Foreign countries are heavily invested in U.S. debt as an investment with China being the first holder of U.S. bonds. More than a few economists believe that if China stops buying them, the U.S. economy would face ever increasing interest rates to make U.S. debt more attractive.
With the current out-of-control spending and huge deficit in government, U.S. Treasury securities' real value is the focus of more and more attention. China wants to make sure that their assets are safe, and if there is any question that U.S. credibility is in doubt, the option to liquidate some of their U.S. assets is more likely an option.
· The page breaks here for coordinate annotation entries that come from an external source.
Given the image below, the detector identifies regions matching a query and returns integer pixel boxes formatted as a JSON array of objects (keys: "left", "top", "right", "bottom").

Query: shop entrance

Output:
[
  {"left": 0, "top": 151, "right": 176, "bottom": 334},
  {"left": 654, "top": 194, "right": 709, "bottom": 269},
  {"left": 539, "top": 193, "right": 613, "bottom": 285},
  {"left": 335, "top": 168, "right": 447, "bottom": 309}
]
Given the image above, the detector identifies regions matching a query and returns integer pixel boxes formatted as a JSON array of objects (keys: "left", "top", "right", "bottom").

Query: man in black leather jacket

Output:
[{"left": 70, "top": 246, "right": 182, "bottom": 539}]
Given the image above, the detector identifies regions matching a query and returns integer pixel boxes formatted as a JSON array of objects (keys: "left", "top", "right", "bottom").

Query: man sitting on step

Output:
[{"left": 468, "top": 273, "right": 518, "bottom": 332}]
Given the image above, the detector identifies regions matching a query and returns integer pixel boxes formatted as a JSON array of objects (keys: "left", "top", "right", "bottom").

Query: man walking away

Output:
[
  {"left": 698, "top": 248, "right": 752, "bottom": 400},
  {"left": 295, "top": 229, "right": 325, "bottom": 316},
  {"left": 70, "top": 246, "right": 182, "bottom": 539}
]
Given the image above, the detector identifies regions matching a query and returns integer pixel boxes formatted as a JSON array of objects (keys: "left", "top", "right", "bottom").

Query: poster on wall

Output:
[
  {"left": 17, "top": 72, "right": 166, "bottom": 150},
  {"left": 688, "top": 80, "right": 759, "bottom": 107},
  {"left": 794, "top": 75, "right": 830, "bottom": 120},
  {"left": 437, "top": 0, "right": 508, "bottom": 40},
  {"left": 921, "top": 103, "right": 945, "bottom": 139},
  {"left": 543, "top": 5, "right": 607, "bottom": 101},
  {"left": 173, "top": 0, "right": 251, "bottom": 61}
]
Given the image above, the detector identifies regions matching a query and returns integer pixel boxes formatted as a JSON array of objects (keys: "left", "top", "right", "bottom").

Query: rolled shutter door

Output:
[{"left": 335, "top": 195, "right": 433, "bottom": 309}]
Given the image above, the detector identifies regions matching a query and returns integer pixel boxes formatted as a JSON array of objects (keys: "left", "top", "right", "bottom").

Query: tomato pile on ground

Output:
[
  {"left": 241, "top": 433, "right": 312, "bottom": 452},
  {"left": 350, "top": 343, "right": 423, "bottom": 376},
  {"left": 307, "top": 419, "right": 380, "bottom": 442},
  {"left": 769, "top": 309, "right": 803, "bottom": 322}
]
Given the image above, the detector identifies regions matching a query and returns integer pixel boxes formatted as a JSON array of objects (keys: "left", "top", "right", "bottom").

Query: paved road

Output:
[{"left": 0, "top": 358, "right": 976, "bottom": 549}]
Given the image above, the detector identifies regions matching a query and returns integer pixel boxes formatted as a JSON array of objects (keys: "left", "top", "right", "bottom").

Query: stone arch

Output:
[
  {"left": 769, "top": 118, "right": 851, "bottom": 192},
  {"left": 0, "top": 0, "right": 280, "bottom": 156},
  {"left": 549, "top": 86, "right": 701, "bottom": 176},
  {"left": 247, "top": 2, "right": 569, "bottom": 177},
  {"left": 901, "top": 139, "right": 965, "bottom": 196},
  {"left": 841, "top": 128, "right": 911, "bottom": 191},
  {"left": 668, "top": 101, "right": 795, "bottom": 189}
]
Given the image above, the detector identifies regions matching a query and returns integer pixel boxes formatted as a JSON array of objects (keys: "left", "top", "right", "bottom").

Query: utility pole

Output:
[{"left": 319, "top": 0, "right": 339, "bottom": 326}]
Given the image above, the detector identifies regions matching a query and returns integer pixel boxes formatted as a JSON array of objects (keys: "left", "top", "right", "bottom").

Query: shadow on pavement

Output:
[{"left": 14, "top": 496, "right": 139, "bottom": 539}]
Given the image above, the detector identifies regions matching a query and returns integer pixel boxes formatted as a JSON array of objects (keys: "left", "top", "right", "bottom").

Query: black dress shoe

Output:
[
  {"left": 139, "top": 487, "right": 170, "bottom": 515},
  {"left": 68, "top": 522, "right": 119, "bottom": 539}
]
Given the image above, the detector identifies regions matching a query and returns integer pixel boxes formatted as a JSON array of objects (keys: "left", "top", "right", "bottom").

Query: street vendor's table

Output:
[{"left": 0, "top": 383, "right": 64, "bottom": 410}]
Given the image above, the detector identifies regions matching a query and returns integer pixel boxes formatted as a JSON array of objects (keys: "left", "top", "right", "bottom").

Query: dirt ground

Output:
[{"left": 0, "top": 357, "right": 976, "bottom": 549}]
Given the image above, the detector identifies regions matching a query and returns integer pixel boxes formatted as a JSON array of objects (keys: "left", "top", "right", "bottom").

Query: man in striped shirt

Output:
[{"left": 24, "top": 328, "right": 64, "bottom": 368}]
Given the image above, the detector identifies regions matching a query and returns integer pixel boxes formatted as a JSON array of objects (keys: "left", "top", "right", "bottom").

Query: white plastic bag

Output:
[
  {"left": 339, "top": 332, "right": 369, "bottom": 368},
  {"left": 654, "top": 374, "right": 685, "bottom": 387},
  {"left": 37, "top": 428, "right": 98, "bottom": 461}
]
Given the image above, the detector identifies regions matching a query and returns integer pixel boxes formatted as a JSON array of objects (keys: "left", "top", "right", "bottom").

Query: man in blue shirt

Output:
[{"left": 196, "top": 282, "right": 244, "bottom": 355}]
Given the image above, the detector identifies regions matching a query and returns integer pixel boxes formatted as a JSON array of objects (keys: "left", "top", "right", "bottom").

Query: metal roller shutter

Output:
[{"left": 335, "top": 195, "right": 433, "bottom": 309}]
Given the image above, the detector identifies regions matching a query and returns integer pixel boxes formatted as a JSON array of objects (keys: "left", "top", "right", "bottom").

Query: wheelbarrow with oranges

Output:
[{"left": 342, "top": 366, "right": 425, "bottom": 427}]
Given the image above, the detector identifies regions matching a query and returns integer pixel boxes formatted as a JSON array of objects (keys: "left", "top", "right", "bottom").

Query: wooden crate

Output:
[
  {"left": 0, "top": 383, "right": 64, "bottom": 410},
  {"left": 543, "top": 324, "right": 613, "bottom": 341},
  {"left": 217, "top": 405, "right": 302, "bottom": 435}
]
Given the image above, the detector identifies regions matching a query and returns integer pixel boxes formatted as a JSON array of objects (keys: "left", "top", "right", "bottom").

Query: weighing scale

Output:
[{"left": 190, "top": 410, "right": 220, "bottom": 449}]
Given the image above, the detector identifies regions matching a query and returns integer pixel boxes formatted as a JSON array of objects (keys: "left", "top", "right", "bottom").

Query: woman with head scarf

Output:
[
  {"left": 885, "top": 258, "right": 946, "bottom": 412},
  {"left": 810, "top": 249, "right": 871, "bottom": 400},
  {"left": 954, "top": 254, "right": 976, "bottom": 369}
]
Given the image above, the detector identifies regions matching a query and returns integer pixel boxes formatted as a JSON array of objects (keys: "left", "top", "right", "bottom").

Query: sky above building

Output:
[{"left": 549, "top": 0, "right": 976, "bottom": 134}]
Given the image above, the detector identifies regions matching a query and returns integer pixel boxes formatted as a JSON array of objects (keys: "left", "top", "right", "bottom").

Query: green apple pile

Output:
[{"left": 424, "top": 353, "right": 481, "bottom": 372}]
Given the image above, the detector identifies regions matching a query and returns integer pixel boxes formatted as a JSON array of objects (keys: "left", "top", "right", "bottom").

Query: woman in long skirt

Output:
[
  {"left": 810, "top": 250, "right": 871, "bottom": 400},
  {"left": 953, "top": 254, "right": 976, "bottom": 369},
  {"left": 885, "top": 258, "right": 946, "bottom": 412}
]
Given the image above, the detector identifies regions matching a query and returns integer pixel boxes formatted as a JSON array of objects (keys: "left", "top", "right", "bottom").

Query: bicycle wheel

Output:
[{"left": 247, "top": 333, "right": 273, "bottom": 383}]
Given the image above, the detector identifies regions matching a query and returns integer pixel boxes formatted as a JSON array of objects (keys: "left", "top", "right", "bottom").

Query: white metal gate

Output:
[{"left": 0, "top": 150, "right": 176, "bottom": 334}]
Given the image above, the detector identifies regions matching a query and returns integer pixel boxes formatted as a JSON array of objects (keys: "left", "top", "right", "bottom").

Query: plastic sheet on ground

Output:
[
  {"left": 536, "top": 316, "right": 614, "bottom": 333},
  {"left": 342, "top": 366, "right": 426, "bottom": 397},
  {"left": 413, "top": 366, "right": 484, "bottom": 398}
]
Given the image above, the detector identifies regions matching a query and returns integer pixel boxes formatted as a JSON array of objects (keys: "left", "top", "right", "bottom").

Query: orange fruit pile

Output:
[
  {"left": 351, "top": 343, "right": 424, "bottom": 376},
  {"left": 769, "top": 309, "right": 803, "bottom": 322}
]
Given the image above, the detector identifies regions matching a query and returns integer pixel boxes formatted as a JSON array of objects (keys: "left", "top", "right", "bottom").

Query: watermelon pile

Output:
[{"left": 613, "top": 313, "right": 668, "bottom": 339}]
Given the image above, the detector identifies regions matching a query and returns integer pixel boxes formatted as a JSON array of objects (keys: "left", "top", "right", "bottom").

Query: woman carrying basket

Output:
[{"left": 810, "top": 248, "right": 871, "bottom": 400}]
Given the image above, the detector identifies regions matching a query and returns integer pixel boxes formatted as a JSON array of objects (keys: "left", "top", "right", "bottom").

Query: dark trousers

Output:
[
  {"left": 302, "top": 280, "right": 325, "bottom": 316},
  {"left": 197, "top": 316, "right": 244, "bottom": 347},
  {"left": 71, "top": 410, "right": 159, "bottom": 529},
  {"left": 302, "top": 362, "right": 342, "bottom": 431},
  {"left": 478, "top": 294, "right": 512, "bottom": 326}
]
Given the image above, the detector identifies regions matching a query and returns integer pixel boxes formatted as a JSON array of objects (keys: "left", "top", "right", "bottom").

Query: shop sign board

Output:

If other nations do not buy U.S. debt, the only other option is for the U.S. Treasury to buy Treasury securities and, thus, increase the money supply dramatically. In order to attract investors, rates of interest would have to rise. As what happens when the Federal Government begins to habitually buy Treasury bills, inflation will soar. In the current climate, the Fed bought over 500 billion dollars in mortgage-back securities.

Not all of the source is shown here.